Genetic Programming for Control

Complexity reduction of deep control algorithms by genetic programming for autonomous robotics applications.
Description of the Project: 

The aim of this project is to develop a stringent approach to automatic programming of control systems based on an intermediate implicitly learned representation of the control task by a neural network. While deep neural networks (DNN) have been shown to be capable of solving control problems effectively based on learning from demonstration and reinforcement learning, the resulting representations are computational complex and lack immediate inspectability. Genetic programming (GP) for control, on the other hand, has the disadvantage that many expensive fitness evaluations using the real system are needed. The proposed combination of the two techniques can remove the problems on both sides if the GP is based on an intermediate representation of the control task by a DNN.

The Atari challenge is one of the few non-trivial tasks that were solved by both DNN and GP separately, but it dealt with an artificial situation. We intend to expand this approach by a combination of GP and DNN in order to solve on three major challenges: (1) Can a GP solution represent the DNN sufficiently well for all relevant task conditions? (2) Does it generalise well to noisy and realistic environments? (3) How are the components of the evolved programs related to various aspects of the task? The project will correspondingly have three phases which may run partly in parallel. The first phase will study the representational capabilities of GPs, the second phase will test the approach in a real control environment, and the third phase will analyse the solution and evaluate the results in regard to explainable AI.

The project will provide a versatile output which can lead to synergies with a number of other projects. It will nevertheless be critical to run robotics experiments also as part of the project. We intend to study grasping with a robotic hand, where clusters of different object and grasp types will provide a sufficiently rich set of validation cases, and the explanatory gap that is intended to be closed by the proposed research would be marked out by the identification of grasping failures. In this way a less abled hand (e.g. the Open Bionics 3D printed hand) appears to be a reasonable choice.

Drawing on previous experiences, we will consider in particular applications to prosthetics, use an efficient reward-based metrics in the space of functions for GP (which is one of the novel contributions of the project), and structured DNNs, where only some internal components are to be replaced by the GP solution such that the complexity of the GP task can be controlled. Evaluation of the performance of the generated controlled will have consider, pure GP, pure DNN, combinations of GP and DNN as well as existing control algorithms (e.g. based on Eigengrasps).
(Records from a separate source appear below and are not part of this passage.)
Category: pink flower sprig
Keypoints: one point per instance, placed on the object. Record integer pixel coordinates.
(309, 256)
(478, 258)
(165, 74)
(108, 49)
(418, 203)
The results of the project will be appreciated due to the ease of transfer to other platforms (provided a control model exists), the expected improvement of the computational efficiency, and the additional safety features enabled by inspectable and prospectively explainable control algorithms. 

Resources required: 
High performance computing equipment, GPUs, 3D printing
Project number: 
300005
First Supervisor: 
University: 
University of Edinburgh
Second Supervisor(s): 
First supervisor university: 
University of Edinburgh
Essential skills and knowledge: 
Probability and statistics, abstract algebra, multi-variable calculus
Desirable skills and knowledge: 
Control theory, robotics, computer vision, parallel computing
References: 

Suganuma, M., Shirakawa, S. and Nagao, T., 2017, July. A genetic programming approach to designing convolutional neural network architectures. In Proc. GECCO (pp. 497-504). ACM.

Milano, N. and Nolfi, S., 2018. Scaling Up Cartesian Genetic Programming through Preferential Selection of Larger Solutions.  arXiv:1810.09485.

Wilson, D.G., Cussat-Blanc, S., Luga, H. and Miller, J.F., 2018. Evolving simple programs for playing Atari games. arXiv preprint arXiv:1806.05695. Erskine, A., Joyce, T. and Herrmann, J.M., 2017. Stochastic stability of particle swarm optimisation. Swarm Intelligence, 11(3-4), pp.295-315. 

Turner, A. P.; Caves, L. S. D.; Stepney, S.; Tyrrell, A. M.; Lones, M. A.  Artificial Epigenetic Networks: Automatic Decomposition of Dynamical Control Tasks Using Topological Self-Modification. IEEE Transactions on Neural Networks and Learning Systems, 28(1): 218-230. 2017.